Fig. 2. Effect of M-ZnO and N-ZnO treatment on body weight and food intake of Zn-deficient mice model. (A) Experimental design for treatments of M-ZnO and N-ZnO in Zn-deficient mice. Zn-deficient mice were induced for 4 weeks by feeding a Zn-deficient diet and M-ZnO and N-ZnO oral treatments were performed daily for 4 weeks. (B and C) Changes in body weights and food intake of mice treated with M-ZnO and N-ZnO. Values represent the means ± SD (n = 16). (D) Clinical signs (alopecia, erect of fur, and eye lesion) of mice with ZnD and ZnD with high dose of N-ZnO on 0–21 days.

ZnD, Zn-deficient control group, ZnO, Zn oxide; ML, Micro-Low group (8 mg Zn/kg body weight); MH, Micro-High group (40 mg Zn/kg body weight); NL, Nano-Low group (8 mg Zn/kg body weight); NH, Nano-High group (40 mg Zn/kg body weight); M-ZnO, micro-sized ZnO; N-ZnO, nano-sized ZnO.

Fig. 3. Effect of M-ZnO and N-ZnO treatment on Zn concentration of mice. (A-C) After Zn deficiency induction, low or high doses of M-ZnO or N-ZnO treatments were performed daily for 4 weeks. (A) Zn concentration in the serum of mice after ZnO treatments for 7–28 days (n = 9). (B) Zn concentration in the liver of mice after ZnO treatments for 7–28 days (n = 9). (C) Zn concentration in the testis of mice after ZnO treatments for 7–28 days (n = 6). Values represent the means ± SD.
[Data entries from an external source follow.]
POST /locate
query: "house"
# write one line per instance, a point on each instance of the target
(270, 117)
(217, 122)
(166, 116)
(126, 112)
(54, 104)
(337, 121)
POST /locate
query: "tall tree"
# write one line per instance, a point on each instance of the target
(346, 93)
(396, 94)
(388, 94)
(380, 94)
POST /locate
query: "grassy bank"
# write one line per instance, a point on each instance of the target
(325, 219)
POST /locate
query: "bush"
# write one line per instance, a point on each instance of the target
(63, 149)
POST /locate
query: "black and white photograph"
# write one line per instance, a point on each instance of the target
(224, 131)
ZnD, Zn-deficient control group; ML, Micro-Low group (8 mg Zn/kg body weight); MH, Micro-High group (40 mg Zn/kg body weight); NL, Nano-Low group (8 mg Zn/kg body weight); NH, Nano-High group (40 mg Zn/kg body weight); M-ZnO, micro-sized ZnO; N-ZnO, nano-sized ZnO; ZnO, Zn oxide. ^* indicates statistically significant (p < 0.05).

Fig. 4. Histopathology of liver and testis after Zn oxide treatments for 7 and 28 days. Liver and testis tissue samples are stained with hematoxylin and eosin staining. a: Normal group, b: Zn-deficient control group, c: Micro-Low group (8 mg Zn/kg body weight), d: Micro-High group (40 mg Zn/kg body weight), e: Nano-Low group (8 mg Zn/kg body weight), f: Nano-High group (40 mg Zn/kg body weight). Marked degeneration of spermatids and spermatogenic cells (asterisk), widened interstitial spaces (arrow) and vacuolization of seminiferous tubules with epithelial disorganization (arrow head) are noted. Bar size = 5 μm.

ST, spermatids; SG, spermatogenic cells; IS, interstitial space.

Fig. 5. Effect of M-ZnO and N-ZnO treatment on Mt-1 and Mt-2 mRNA expression of mice. (A-D) After Zn deficiency induction, low or high doses of M-ZnO or N-ZnO treatments were performed daily for 4 weeks. (A and B) Relative Mt-1 and Mt-2 mRNA expressions in the liver after ZnO treatments for 7–28 days (n = 3). (C and D) Relative Mt-1 and Mt-2 mRNA expressions in the testis after ZnO treatments for 7–28 days (n = 3). Values represent the means ± SD.

ZnD, Zn-deficient control group; ML, Micro-Low group (8 mg Zn/kg body weight); MH, Micro-High group (40 mg Zn/kg body weight); NL, Nano-Low group (8 mg Zn/kg body weight); NH, Nano-High group (40 mg Zn/kg body weight); M-ZnO, micro-sized ZnO; N-ZnO, nano-sized ZnO; ZnO, Zn oxide. ^* indicates statistically significant (p < 0.05). NS indicates not statistically significant.